# MCMC On Posteriors With Improper Priors

MCMC (Markov Chain Monte Carlo) requires a posterior probability distribution to sample from.
This means that one cannot sample from a likelihood, if one wishes to sample the parameters of a model. This is because the likelihood is a probability distribution of the *data*, conditioned on the parameters, rather than a probability distribution of the parameters. If our goal were to sample data sets, given a set of parameters we know to be true, the likelihood would be the right function to use.
However, most inference problems in science are concerned with sampling the parameters of a model, which presumably hold some information of interest about the underlying process that generated the data.

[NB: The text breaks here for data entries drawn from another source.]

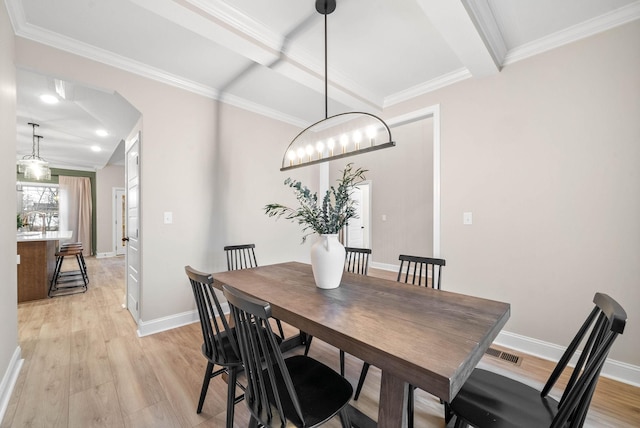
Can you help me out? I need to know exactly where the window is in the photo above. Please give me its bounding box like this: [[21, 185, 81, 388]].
[[17, 183, 59, 231]]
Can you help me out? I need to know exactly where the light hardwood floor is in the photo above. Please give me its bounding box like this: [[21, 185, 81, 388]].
[[0, 258, 640, 428]]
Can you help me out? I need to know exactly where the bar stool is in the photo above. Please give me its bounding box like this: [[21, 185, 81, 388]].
[[48, 242, 89, 297]]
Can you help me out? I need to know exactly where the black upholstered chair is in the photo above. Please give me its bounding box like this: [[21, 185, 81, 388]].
[[304, 247, 371, 376], [449, 293, 627, 428], [353, 254, 446, 428], [224, 244, 284, 340], [184, 266, 244, 428], [223, 285, 353, 427]]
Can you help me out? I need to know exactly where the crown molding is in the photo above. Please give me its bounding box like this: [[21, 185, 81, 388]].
[[502, 1, 640, 65], [384, 67, 473, 108]]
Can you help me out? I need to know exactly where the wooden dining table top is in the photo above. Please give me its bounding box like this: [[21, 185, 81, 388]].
[[214, 262, 510, 401], [213, 262, 510, 428]]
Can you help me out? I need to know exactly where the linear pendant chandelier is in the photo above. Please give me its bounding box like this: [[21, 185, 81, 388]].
[[280, 0, 396, 171]]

Even so, in many applications, researchers specify the likelihood and then use MCMC to infer the distribution of the parameters, without explicitly specifying the prior. But that doesn't mean the model is without prior. In fact, it cannot be in order for MCMC to work. The implicit assumption in this case is that the priors are flat (all values of the parameters are equally probable) and infinite. This runs the risk of making the posterior improper, that is, diverging, so that it does not integrate to 1. This is in general a bad property to have for a probability distribution, and for MCMC in particular. It's worth noting that this doesn't have to be true: if the likelihood function is well behaved, the posterior might still integrate to 1 even if the prior is improper. The key thing here is that this needs to be checked; for complex problems, this might be hard to do.

Here, I advocate that explicitly specifying the prior is always a good idea, and try to show some ways where not specifying priors can go very wrong.

In [4]:
%matplotlib notebook
import matplotlib.pyplot as plt
import seaborn as sns

import numpy as np
import scipy.stats

## Exponential likelihoods

Brendon Brewer tells me that exponential likelihood are Bad when no prior is specified. Let's play around with this!

First, let's make some data. We're going to have a Gaussian with two parameters: location and scale.


In [72]:
x = np.linspace(0, 1, 1000, endpoint=False)

In [73]:
true_loc = 0.5
true_scale = 0.06
y = scipy.stats.norm(true_loc, true_scale).pdf(x)

In [74]:
plt.figure()
plt.plot(x, y)

<IPython.core.display.Javascript object>

[<matplotlib.lines.Line2D at 0x1157af470>]

Okay, we're going to have a sampling distribution that's an exponential around the mean model:

In [69]:
ydata = y + np.random.exponential(scale=0.5, size=x.shape[0])

In [75]:
plt.figure()
plt.plot(x, ydata)
plt.plot(x, y, lw=3)
plt.ylim(1.0, 15.0)

<IPython.core.display.Javascript object>

(1.0, 15.0)

In [34]:
class Likelihood(object):
    
    def __init__(self, x, y, model, m=2.0):
        """
        A likelihood class.
        
        Parameters
        ----------
        x : numpy.ndarray
            The independent variable of the data
        
        y : numpy.ndarray
            The dependent variable of the data
            
        model : function
            A model function f(x, parameters), where, parameters is 
            an iterable with parameters.
            
        m : int (optional)
            The scale of the exponential.
        
        """
        self.x = x
        self.y = y
        self.n = self.x.shape[0]
        self.model = model
        
    def loglikelihood(self, pars):
       
        mean_model = self.model(self.x, pars)
        
        loglike = self.n*np.log(m) - m*np.sum(self.y-mean_model)
        
        return loglike
    
    def __call__(self, pars):
        return self.loglikelihood(pars)
    

Okay, now all we have to do is define a model, and then we can compute the likelihood:

In [76]:
mean_model = lambda x, c: scipy.stats.norm(c[0], c[1]).pdf(x)

What's the likelihood like?

In [77]:
loglike = Likelihood(x, ydata, mean_model)

In [80]:
loglike([0.1, 0.1])

-702.69189995902445

Let's make a simple grid of the likelihood in order to be able to print it:

In [None]:
test_pars = np.logspace(0.001, 100, num=10000, endpoint=False)
likelihood_grid = np.zeros((len(test_pars), len(test_pars)))

for i,t1 in enumerate(test_pars):
    for j,t2 in enumerate(test_pars):
        likelihood_grid[i,j] = loglike([t1, t2])